Approvato a Tursi il piano che prevede la cessione del diritto di superficie a un consorzio di imprenditori pronti a investire 420mila euro per riqualificare e rilanciare la struttura ormai abbandonata al degrado

Uno spazio ripensato e rinnovato per dare nuova linfa al quartiere della Foce e al suo tessuto commerciale, in cui gli operatori commerciali privati investiranno 420mila euro in cambio della cessione del diritto di superficie da parte del Comune: questo il progetto presentato ieri a Tursi, incentrato sulla riqualificazione del mercato rionale coperto che sorge all’incrocio tra corso Torino, via Ruspoli e via della Libertà.

Una struttura di circa 1500 metri quadrati, 500 dei quali riservati ai banchi di frutta, verdura e altre prelibatezze, che ormai da anni era abbandonata al degrado e poteva contare soltanto su una manciata di commercianti disposti a portare avanti la tradizione. Che oggi risorge dalle sue ceneri con un piano che prevede di rendere accessibile l’area anche ai disabili attraverso rampe e segnaletiche specifiche, di prendere tutte le misure necessarie per prevenire eventuali allagamenti e di trasformare gli spazi grazie a percorsi pedonali segnalati, aree di sosta per le auto, per il carico e scarico merci e per la raccolta differenziata dei rifiuti, servizi igienici e magazzini.

In totale saranno 8 i banchi del nuovo mercato, che venderanno frutta e verdura, prodotti alimentari freschi, salumi, ofmraggi, surgelati, prodotti di macelleria e pescheria e pasta fresca, tutti dotati di laboratori per la preparazione e il confezionamento nel completo rispetto delle norme igieniche. La struttura rimarrà quella originale, con la vendita sui due lati e la corsia centrale libera, ma gli ambienti verranno completamente rinnovati per invogliare residenti e non solo a tornare ad acquistare al mercato: un’iniziativa portata avanti da un consorzio di piccoli imprenditori che non hanno voluto gettare la spugna nonostante la crisi che li ha duramente colpiti, e che si sono riuniti per proporre al Comune una soluzione in grado di rilanciare uno dei punti più importanti del commercio di quartiere.

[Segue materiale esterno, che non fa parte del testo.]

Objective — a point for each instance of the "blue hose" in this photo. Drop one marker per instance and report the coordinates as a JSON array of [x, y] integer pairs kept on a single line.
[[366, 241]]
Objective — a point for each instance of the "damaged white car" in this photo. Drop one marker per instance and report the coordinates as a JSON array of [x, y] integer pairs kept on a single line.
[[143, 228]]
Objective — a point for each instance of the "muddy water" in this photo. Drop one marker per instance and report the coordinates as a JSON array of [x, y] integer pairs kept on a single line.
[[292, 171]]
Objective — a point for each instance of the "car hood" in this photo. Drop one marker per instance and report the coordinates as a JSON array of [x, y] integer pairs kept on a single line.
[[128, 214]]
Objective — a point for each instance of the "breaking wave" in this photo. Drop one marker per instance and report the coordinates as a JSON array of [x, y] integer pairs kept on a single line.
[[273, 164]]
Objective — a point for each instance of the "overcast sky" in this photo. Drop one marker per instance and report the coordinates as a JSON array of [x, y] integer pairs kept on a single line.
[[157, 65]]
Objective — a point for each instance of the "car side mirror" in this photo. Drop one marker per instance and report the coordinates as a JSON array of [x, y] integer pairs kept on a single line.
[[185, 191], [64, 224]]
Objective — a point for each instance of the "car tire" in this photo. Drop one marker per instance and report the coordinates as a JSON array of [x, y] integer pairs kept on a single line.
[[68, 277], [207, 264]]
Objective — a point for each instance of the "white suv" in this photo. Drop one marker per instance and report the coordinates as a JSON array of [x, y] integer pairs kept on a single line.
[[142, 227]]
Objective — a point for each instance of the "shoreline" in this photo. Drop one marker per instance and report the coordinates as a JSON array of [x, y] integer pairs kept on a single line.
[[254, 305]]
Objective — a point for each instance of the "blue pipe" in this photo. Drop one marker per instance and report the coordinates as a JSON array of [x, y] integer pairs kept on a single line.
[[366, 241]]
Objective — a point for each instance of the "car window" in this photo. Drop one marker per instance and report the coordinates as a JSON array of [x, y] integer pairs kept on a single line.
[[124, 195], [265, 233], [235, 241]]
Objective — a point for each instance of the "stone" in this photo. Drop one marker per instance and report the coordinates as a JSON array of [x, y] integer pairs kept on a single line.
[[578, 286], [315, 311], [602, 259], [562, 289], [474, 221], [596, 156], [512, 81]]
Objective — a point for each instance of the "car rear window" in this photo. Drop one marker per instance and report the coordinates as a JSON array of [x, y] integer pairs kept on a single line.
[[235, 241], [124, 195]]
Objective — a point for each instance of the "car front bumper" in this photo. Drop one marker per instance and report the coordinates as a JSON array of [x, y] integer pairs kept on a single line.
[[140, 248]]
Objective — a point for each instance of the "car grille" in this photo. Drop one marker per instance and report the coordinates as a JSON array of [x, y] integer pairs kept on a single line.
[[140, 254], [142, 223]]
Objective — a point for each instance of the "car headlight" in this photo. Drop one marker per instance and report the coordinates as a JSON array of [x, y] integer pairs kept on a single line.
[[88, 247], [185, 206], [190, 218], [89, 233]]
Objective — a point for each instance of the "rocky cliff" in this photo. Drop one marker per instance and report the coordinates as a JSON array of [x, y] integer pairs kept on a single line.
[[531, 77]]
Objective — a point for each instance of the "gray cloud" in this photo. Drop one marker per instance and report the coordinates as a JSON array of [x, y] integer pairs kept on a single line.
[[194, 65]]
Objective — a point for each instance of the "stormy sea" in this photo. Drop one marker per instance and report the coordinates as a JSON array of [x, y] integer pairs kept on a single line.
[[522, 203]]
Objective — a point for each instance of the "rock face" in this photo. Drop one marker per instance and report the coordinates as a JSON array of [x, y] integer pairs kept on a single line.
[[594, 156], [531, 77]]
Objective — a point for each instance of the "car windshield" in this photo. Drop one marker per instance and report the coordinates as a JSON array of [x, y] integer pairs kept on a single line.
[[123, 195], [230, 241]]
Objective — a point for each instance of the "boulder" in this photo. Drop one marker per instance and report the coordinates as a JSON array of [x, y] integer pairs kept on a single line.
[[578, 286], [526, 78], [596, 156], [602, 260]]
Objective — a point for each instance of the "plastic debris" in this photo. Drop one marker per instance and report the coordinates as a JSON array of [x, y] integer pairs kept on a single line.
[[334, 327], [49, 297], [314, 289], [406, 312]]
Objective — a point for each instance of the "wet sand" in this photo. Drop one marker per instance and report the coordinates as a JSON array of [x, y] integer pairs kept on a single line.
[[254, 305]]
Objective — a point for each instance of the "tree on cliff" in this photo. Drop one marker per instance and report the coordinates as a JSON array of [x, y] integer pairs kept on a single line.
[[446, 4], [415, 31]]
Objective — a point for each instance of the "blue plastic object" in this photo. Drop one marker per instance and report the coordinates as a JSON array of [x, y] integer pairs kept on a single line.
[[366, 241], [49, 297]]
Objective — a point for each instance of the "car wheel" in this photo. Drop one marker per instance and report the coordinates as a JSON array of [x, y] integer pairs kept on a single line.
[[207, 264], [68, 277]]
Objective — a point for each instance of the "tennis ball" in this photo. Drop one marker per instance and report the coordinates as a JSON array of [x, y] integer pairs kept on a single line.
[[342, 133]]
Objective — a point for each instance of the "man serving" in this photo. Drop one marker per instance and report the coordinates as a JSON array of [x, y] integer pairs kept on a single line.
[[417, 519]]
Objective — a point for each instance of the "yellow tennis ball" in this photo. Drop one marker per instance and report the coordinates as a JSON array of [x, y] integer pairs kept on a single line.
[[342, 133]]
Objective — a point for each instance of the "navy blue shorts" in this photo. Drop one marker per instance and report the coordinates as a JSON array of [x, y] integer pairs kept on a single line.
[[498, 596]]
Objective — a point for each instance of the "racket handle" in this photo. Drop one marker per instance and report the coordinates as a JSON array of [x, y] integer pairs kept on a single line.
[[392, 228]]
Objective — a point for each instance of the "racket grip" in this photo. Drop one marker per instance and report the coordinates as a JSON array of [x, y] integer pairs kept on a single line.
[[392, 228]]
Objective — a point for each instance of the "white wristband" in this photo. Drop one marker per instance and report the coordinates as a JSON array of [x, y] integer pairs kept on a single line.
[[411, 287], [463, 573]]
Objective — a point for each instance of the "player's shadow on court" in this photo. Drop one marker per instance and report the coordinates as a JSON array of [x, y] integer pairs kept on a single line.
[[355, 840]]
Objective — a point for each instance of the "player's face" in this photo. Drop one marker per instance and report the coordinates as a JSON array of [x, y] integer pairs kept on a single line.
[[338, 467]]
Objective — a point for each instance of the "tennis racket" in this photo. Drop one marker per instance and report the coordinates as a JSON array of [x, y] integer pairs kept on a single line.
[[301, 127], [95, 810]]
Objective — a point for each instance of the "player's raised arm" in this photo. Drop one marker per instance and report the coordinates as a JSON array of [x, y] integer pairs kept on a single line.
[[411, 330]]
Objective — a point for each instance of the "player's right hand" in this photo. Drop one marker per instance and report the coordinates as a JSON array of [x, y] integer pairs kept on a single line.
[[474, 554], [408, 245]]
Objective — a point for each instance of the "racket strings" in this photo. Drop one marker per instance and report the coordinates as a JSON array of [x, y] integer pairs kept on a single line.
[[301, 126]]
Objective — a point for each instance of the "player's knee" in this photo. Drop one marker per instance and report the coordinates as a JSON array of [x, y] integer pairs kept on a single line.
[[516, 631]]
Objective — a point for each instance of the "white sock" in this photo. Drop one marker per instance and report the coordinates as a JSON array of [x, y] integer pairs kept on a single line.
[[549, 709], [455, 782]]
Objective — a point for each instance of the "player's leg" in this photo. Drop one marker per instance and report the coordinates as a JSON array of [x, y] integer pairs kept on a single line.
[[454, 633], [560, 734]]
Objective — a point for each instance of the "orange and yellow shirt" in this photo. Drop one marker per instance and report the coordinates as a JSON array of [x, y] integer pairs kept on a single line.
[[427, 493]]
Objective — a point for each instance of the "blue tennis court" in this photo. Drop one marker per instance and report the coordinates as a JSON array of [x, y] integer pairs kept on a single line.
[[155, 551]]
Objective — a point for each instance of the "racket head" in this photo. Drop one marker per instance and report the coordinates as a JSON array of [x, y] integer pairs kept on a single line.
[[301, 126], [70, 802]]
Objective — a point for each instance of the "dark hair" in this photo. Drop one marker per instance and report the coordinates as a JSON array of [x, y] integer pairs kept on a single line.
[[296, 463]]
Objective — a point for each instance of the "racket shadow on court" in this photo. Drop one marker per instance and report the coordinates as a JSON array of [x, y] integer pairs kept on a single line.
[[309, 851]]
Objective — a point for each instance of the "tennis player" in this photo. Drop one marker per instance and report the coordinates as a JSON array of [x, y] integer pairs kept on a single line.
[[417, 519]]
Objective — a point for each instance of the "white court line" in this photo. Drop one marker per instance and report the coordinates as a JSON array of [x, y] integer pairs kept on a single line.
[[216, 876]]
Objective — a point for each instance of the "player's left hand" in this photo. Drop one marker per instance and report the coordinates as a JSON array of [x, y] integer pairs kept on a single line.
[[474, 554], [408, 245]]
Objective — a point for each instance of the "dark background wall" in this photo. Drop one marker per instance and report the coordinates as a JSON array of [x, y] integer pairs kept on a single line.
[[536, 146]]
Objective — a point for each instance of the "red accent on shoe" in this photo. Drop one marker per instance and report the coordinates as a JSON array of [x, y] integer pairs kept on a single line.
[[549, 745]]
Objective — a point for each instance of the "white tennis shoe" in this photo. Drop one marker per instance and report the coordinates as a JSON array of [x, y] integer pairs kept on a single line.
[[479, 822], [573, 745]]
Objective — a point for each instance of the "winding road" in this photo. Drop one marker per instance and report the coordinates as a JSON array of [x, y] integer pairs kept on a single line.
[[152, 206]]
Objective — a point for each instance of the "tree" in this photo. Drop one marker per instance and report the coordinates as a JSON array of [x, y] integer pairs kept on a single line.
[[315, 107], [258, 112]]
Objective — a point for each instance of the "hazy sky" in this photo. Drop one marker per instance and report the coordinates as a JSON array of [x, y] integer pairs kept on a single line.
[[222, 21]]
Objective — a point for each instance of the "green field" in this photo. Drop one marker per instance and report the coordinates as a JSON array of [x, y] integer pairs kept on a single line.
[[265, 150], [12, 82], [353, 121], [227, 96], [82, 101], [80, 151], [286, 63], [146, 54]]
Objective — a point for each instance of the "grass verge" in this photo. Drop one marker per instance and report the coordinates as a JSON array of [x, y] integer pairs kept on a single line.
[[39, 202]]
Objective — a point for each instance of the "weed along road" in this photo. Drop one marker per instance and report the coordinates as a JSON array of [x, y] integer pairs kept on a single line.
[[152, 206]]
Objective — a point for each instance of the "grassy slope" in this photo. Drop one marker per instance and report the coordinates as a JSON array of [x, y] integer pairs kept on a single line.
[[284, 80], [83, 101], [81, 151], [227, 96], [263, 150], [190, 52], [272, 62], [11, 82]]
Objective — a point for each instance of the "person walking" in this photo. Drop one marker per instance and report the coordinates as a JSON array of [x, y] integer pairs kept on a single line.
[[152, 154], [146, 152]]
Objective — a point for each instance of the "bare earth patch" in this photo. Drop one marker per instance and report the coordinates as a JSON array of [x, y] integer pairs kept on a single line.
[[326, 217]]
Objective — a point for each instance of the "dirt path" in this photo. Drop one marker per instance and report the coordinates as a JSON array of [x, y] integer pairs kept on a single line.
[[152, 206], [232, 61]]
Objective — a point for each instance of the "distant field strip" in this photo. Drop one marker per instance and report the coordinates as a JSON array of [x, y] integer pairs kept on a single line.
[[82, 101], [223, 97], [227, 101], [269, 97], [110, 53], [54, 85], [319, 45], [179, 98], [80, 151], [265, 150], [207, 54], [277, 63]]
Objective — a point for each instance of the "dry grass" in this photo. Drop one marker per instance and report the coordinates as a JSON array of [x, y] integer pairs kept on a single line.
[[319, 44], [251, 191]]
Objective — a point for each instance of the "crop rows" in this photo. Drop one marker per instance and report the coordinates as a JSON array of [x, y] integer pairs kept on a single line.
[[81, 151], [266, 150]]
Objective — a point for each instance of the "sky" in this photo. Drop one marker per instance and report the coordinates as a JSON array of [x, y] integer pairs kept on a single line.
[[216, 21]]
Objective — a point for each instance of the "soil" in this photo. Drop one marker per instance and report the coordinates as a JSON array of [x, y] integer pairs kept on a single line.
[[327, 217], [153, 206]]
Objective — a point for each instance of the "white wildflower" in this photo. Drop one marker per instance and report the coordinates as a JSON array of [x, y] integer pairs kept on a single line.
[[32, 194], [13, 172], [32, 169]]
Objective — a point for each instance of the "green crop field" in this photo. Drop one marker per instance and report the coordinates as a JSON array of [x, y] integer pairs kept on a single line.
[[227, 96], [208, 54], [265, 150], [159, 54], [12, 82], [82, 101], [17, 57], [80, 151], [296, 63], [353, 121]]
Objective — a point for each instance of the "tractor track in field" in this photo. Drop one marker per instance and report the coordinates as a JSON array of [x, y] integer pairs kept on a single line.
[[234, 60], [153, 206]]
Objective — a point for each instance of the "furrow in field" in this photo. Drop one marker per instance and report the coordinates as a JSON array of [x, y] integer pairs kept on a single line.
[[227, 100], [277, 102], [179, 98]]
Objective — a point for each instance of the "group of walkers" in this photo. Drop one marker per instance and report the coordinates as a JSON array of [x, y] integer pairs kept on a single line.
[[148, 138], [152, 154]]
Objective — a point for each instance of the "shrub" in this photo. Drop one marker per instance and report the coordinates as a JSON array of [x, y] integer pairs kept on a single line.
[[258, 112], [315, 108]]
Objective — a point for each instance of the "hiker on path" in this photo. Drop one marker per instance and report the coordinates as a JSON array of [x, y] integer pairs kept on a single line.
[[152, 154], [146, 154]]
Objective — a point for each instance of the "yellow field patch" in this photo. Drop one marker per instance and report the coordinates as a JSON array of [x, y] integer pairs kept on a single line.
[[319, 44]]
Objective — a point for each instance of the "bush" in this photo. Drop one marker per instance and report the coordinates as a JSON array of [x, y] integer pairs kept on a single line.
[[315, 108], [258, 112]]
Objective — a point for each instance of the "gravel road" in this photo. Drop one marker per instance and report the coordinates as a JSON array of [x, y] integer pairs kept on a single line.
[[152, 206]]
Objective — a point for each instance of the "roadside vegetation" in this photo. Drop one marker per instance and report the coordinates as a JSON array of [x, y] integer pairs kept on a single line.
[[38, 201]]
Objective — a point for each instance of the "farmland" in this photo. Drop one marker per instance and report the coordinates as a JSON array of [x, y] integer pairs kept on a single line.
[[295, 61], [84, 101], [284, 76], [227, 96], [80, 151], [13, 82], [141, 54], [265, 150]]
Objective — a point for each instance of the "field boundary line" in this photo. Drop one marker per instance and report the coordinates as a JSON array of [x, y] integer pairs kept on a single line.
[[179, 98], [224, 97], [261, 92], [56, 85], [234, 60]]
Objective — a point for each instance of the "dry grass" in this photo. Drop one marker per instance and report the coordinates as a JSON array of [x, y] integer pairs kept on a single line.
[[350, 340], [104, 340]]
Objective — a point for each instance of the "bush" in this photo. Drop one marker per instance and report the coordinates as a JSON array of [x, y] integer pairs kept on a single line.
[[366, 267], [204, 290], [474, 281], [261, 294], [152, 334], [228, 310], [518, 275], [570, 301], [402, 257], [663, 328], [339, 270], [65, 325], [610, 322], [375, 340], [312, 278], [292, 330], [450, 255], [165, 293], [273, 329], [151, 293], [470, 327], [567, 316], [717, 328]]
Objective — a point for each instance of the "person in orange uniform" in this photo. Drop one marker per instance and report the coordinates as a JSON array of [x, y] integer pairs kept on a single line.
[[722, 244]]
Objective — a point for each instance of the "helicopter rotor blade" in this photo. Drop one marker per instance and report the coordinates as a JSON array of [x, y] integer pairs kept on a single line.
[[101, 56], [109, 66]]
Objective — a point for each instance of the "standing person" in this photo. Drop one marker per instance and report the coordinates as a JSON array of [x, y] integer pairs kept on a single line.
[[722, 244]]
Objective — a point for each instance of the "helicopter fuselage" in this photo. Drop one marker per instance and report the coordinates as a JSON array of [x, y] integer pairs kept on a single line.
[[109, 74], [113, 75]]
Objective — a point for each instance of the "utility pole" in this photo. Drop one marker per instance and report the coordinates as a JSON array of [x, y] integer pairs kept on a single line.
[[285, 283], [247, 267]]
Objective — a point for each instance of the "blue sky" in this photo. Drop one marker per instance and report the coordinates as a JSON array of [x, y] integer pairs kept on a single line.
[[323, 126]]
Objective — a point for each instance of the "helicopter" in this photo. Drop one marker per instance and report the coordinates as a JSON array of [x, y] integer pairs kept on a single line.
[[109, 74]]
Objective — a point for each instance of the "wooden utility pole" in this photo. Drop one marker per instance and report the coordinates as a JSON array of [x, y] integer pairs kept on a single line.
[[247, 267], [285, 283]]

«Oggi abbiamo concluso un lungo percorso che ci porta ad inaugurare una nuova modalità di gestione per i mercati coperti rionali. Ci auguriamo che l’unità di intenti sperimentata in questa occasione si moltiplichi anche al resto dei mercati genovesi, una rete molto ricca che intendiamo valorizzare partendo proprio dal protagonismo degli imprenditori del settore e dalle associazioni di categoria”, è stato il commento dell’assessore allo Sviluppo Economico, Emanuele Piazza, che ha sottolineato che «il consorzio di imprenditori ha deciso di promuovere un’iniziativa autonoma in termini di investimenti in un momento economico in cui ciò non è per nulla scontato. Sono molto soddisfatto del ruolo che il Comune di Genova ha avuto per arrivare a questo traguardo e sono convinto che la linea che stiamo tracciando insieme porterà frutti molto tangibili anche per quanto riguarda gli altri mercati coperti della città, a partire dal Mercato orientale».

Soddisfazione anche da parte del presidente del Municipio Medio Levante, Alessandro Morgante, che si è detto «molto felice che riprenda il percorso di utilizzo di un'area abbandonata che torna alla sua vocazione originaria. Il mercato rappresenta un luogo di incontro e socialità e può costituire un volano per il tessuto commerciale dell'intero quartiere».